Driving sales performance with nudging
Nudging has been around for a long time to steer people to make better decisions. Now, with technology omni-present in our daily lives, nudging has found its way into the digital and corporate world. This allows organisations to improve overall business performance by applying nudge theory.
Use of digital nudging
Digital nudging was first used in the public sector, more specifically by government agencies all over the world. They have been using digital nudges and insights of behavioural economics for more than a decade to drive people into taking desired actions, such as reducing litter or paying their taxes on time.

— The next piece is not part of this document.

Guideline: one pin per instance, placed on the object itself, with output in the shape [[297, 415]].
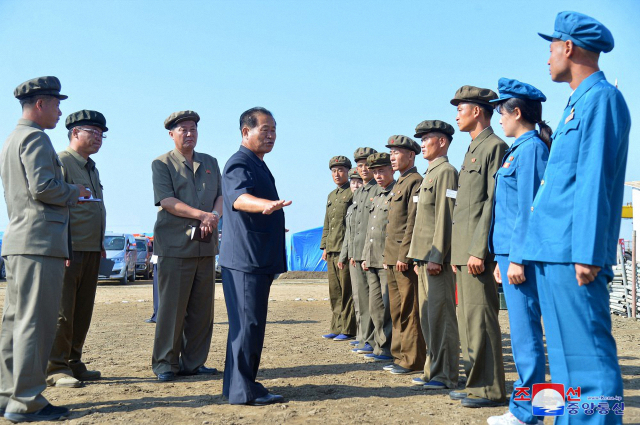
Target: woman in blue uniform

Over the past couple of years, the corporate world and non-governmental organisations have started acknowledging the benefits of nudging and now they use digital nudges worldwide to adapt to changing economic conditions, new technologies, globalisation, competition, or to improve overall business performance in general.
Digital vs offline nudging
Digital nudging is not really that different from ‘regular’ nudging. It’s still an approach that is based on behavioural economics and insights. The main difference is that digital nudging is used to affect the choices of individuals in digital environments, like for example a CRM. The goal of digital nudging is to stimulate (employee) behaviour by altering the design of user interface (UI) elements, for example graphical design, wording or small features.

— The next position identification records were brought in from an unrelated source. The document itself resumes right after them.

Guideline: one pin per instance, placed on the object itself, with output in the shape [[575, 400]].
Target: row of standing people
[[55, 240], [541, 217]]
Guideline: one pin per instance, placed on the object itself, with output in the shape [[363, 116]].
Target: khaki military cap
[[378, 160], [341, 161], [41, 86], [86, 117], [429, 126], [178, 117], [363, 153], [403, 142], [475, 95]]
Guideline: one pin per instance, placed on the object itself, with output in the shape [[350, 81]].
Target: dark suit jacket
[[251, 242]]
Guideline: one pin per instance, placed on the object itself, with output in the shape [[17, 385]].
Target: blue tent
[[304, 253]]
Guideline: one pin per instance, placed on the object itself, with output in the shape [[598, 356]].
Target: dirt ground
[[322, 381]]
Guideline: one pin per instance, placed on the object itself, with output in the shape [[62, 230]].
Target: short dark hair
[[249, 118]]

Without realising it, you’ve already been nudged a couple of times today. Don’t agree? Well, how many Facebook or Instagram notifications have you received on your smartphone, trying to get you to open the app and spend time on it? This is an example of digital nudging, although these notifications can also be seen as annoying, which a good nudge should not be. If we have a look at how this translates into a business context, we can say that email, push notifications, gamification and SMS are perfect examples of digital nudges to steer employees into taking desired actions.
Nudging as a tool for change
Nudges can be of real value in a business context. When applied properly in the corporate world, nudging can steer employees to make better choices throughout their day, especially when online technologies enable organisations to more frequently interact with employees. This makes digital nudging a very useful tool for change management in any organisation, as it helps reach the goal of establishing a sustained change in behaviour. This is one of the reasons why an increasing number of organisations are adopting digital nudging as part of their change management strategy.
The current fast-moving competition and changes in the workplace require organisations to deploy change programs to alter the behaviour of their employees. Digital nudges that are thoughtfully designed and tailored can be an effective part of an organisation’s broader change program, as they help employees to consistently act or react in a certain way, which is key to successful, sustained behaviour. Let’s say for example that a lot of sales team members forget to complete details in your CRM and you want to change their behaviour so they’ll always enter the data. What you can do is nudge that group near the end of their work day via for example SMS, asking them if they’ve completed the details for all their appointments that day.
The above is a just short and quick example of a nudge, but it will surely help you achieve more consistent behaviour. It’s important to always keep your nudges simple, authentic and connected to a purpose to make sure employees view them as constructive and useful. Never point out an employee’s shortcomings via nudges, rather emphasise how they can become better and reward their accomplishments whenever possible.
Another advantage of digital nudging is its low deployment and maintenance cost. In addition, digital nudges also create a lot of actionable data. That data can be reviewed and analysed to assess the impact, as well as to enable organisations to easily apply an agile approach involving iteration and continuous improvement.
Get the most out of digital nudging
To get the most out of digital nudges, it’s best for managers and organisations to focus on specific behaviours they wish to change. What we at salesnudge always recommend to our clients is that they prioritise their changes in behaviour. Then they can start testing their top priorities via smaller nudge campaigns in small segments of their organisation. Based on the collected data, they can then see what has worked (or what didn’t) and start scaling the campaign to a broader part of the organisation. By following this process, you’ll be working in a data-driven mode where no unnecessary resources such as time or money will be wasted.
Given digital nudging is still quite new to affect employee behaviour, many managers or organisations might not be fully up to par with the social science on which it is based. So, for nudges to succeed, they need to know that timing and framing are very important. This means that the digital nudges have to be shaped to match employees’ spontaneous thinking and tendencies to take action. What we’ve noticed at our clients is that it is of utmost importance to break the process of the behavioural change down into small steps. This makes it much easier for employees to be willing to change their behaviour and increases the effectiveness of digital nudging. If you want to get the most out of your digital nudges then you also need to make sure that they only show up when needed and are tailored to a specific employee.
When part of a larger change management plan, well-conceived and executed nudges can be very effective to achieve the employee behaviour that leads to a better sales performance. And if you want that change to spread quickly throughout your organisation, you have to go digital.